Do Statistics Test Scores Regress Toward the Mean?

Do Statistics Test Scores Regress Toward the Mean?
Gary Smith
Pomona College

In the 1800s, Sir Francis Galton (1822-1911) planted sweet pea seeds of seven different diameters and computed the average diameter of 100 seeds produced by each plant.[1] As shown in Figure 1, he found that the seed diameters “regressed toward the mean,” in that the smallest pea seeds had somewhat larger offspring, while the largest seeds had somewhat smaller offspring, causing the slope of the least-squares line to be less than 1. Because the least squares line goes through the average values of both variables, we can interpret the .34 slope as indicating that a seed with a diameter that is .01 inch above average tends to have offspring with diameters that are only .0034 inch above average.
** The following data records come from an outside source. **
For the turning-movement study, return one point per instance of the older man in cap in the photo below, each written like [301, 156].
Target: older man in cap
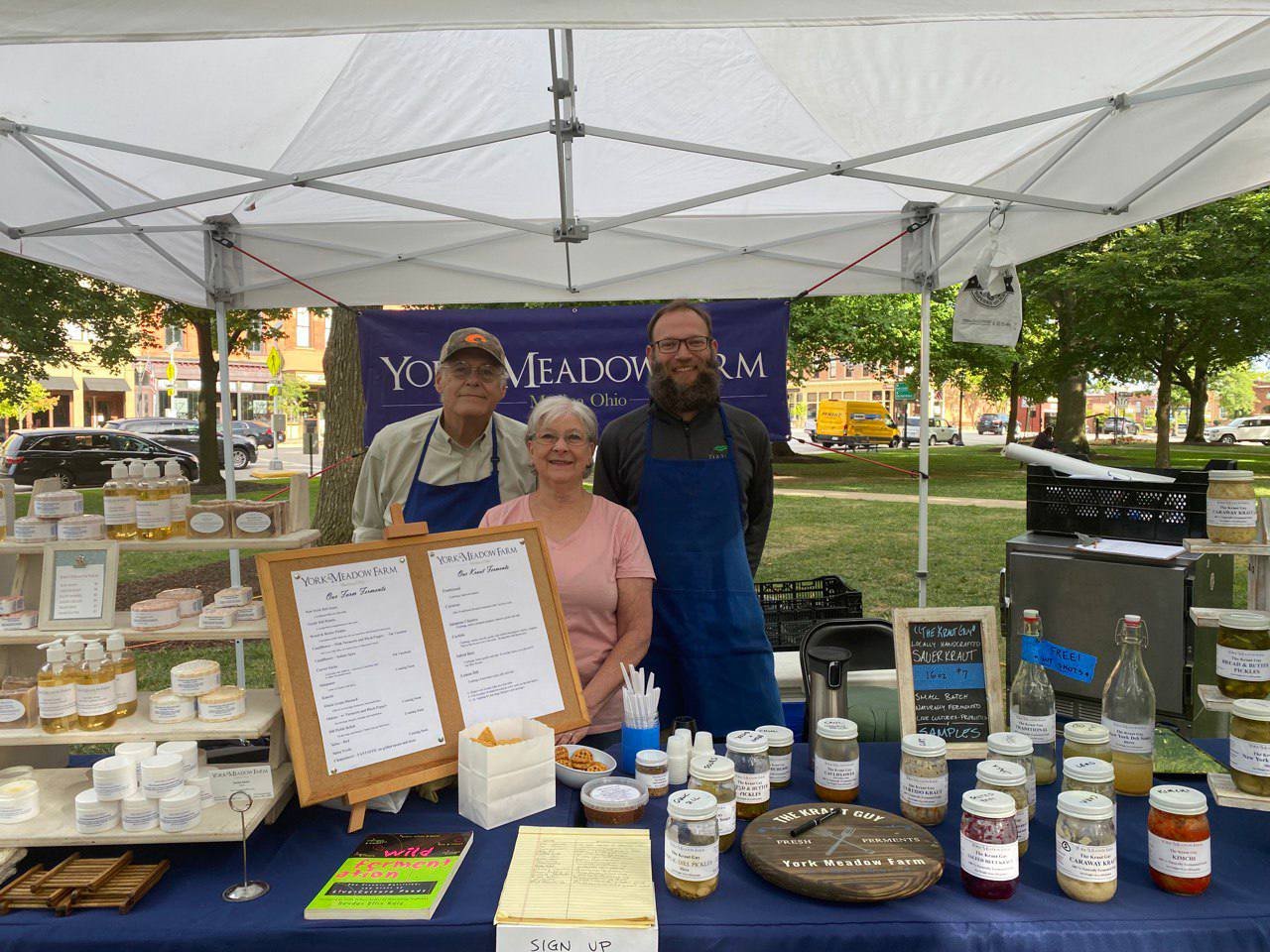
[448, 466]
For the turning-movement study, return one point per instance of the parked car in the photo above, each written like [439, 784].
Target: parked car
[992, 422]
[80, 457]
[940, 431]
[1118, 426]
[259, 431]
[178, 433]
[1243, 429]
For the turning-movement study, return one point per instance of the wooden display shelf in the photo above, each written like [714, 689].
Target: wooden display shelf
[1213, 699]
[263, 710]
[55, 826]
[189, 630]
[293, 539]
[1205, 546]
[1225, 793]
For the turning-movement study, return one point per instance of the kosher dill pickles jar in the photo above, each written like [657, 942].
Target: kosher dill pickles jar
[1250, 746]
[1243, 654]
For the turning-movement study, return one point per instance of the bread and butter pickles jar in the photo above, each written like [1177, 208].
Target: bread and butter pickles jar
[748, 752]
[1243, 654]
[1232, 507]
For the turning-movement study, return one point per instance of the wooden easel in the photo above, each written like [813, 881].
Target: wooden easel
[356, 800]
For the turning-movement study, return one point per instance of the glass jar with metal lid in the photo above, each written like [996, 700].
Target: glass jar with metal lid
[653, 767]
[1084, 846]
[1243, 654]
[1250, 746]
[691, 857]
[1016, 749]
[1088, 774]
[924, 778]
[1086, 739]
[1179, 848]
[1010, 779]
[837, 760]
[1232, 507]
[748, 751]
[716, 775]
[780, 753]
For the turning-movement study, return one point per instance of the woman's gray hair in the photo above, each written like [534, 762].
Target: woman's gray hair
[553, 408]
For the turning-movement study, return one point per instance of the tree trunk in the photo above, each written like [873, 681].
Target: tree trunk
[345, 407]
[1199, 404]
[208, 390]
[1012, 425]
[1070, 421]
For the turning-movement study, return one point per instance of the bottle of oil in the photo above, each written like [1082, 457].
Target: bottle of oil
[178, 497]
[94, 689]
[154, 520]
[119, 504]
[125, 675]
[55, 689]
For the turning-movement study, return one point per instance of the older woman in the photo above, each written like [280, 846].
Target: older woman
[601, 565]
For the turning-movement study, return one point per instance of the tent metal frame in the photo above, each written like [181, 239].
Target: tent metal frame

Similarly, a seed with a diameter that is .01 inch below average tends to have offspring with diameters that are only .0034 inch below average. Galton affixed the label “regression” to this statistical phenomenon, a label that is now used to describe the least squares estimation procedure itself.

In another study, Galton purchased family records that contained the heights of 205 pairs of parents and their 928 adult children.[2] Because the average male is about 8 percent taller than the average female, he multiplied the female heights by 1.08 to make them comparable to the male heights. The heights of each mother and father were then averaged to give a “mid-parent height.” The mid-parent heights were divided into nine categories and the median height of the children of parents in each category was computed. Figure 2 shows that again he found regression toward the mean. The .69 slope of the least squares line indicates that parents whose heights are 1 inch above (or below) average tend to have children whose heights are .69 inch above (or below) average.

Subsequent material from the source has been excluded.